City Clerk/Treasurer Cortney Kounkel said she spoke to Pipestone County Auditor-Treasurer Amanda Sandy about the matter and was told that the city has the option to return to in-person voting before the 2024 election.
“We’ve got to think about that before next time,” said Mayor Mike Baustian.
In other business:
•The council approved a conditional use permit allowing Jim Baustian to build an 18-foot by 15-foot deck and ramp onto his home that will extend all the way to the sidewalk. The city’s zoning ordinance does not allow ramps to extend to the sidewalk, so a permit was required. No one expressed any objections or concerns during a public hearing held to take comments on the permit request, and Kounkel said no comments were received prior to the hearing.

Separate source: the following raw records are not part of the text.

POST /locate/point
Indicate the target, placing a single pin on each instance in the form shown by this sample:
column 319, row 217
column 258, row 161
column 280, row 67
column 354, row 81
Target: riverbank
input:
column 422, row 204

•The council approved a resolution assessing delinquent water, sewer, garbage and property maintenance bills to property taxes. Kounkel said that as of Nov. 10, there were six people on the delinquent list. The total amounts owed were not yet available and she said the numbers could change before Nov. 30 when the bills must be paid. Delinquent amounts not paid by then will be assessed to 2023 property taxes.